Pourtant, et au soulagement général, Donald Trump n’a pas reçu, vendredi 10 octobre, ce prix Nobel de la paix qu’il convoitait de toutes ses forces. Et c’est l’opposante vénézuélienne María Corina Machado, figure historique de l’opposition aux gouvernements d’Hugo Chávez et de Nicolás Maduro, qui aura raflé la mise cette année.
Zones d’ombre
Fidèle alliée des États-Unis, connue pour sa proximité avec les milieux conservateurs américains et israéliens – son parti Vente Venezuela a signé en 2020 un accord de coopération politique avec le Likoud de Benyamin Netanyahou, visant à renforcer les relations entre Caracas et Tel-Aviv, rompues depuis 2009 sous Hugo Chávez -, l’heureuse lauréate de la plus prestigieuse récompense décernée par le comité du prix Nobel a estimé vendredi que ce prix était un « élan » pour « conquérir la liberté » dans son pays, soulignant compter sur le soutien de Donald Trump, qui a déployé depuis août des bateaux de guerre dans les Caraïbes.
« Cette immense reconnaissance de la lutte de tous les Vénézuéliens est un élan pour achever notre tâche : conquérir la liberté.
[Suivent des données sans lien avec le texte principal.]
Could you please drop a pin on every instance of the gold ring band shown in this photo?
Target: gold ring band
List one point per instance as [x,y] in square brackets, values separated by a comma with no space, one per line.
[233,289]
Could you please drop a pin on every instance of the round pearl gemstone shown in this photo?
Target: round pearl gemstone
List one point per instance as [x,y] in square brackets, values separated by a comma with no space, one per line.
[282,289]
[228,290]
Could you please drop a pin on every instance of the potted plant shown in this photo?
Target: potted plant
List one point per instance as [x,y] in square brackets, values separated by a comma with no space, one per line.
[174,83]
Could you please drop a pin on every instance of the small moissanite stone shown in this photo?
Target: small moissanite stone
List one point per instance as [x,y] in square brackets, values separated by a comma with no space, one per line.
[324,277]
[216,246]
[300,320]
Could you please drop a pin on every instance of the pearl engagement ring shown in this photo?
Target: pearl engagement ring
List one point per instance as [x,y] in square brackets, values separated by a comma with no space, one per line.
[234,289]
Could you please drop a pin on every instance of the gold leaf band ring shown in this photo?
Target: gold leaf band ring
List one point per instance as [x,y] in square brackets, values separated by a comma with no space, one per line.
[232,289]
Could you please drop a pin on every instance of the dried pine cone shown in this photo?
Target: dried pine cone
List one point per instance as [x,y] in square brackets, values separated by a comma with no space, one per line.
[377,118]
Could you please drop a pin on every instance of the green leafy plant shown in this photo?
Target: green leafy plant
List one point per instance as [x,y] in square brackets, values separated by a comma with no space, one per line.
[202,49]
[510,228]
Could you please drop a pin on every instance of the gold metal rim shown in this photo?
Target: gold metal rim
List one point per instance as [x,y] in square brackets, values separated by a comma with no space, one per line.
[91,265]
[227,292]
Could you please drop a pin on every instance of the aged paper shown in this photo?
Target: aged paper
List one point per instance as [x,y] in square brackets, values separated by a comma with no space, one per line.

Nous sommes au seuil de la victoire et aujourd’hui plus que jamais, nous comptons sur le président Trump (…) Le Venezuela sera libre », a-t-elle écrit sur X. Un message que le président américain n’a pas manqué aussitôt de reprendre et de partager sur son réseau Truth social.
Réaction « plutôt modérée »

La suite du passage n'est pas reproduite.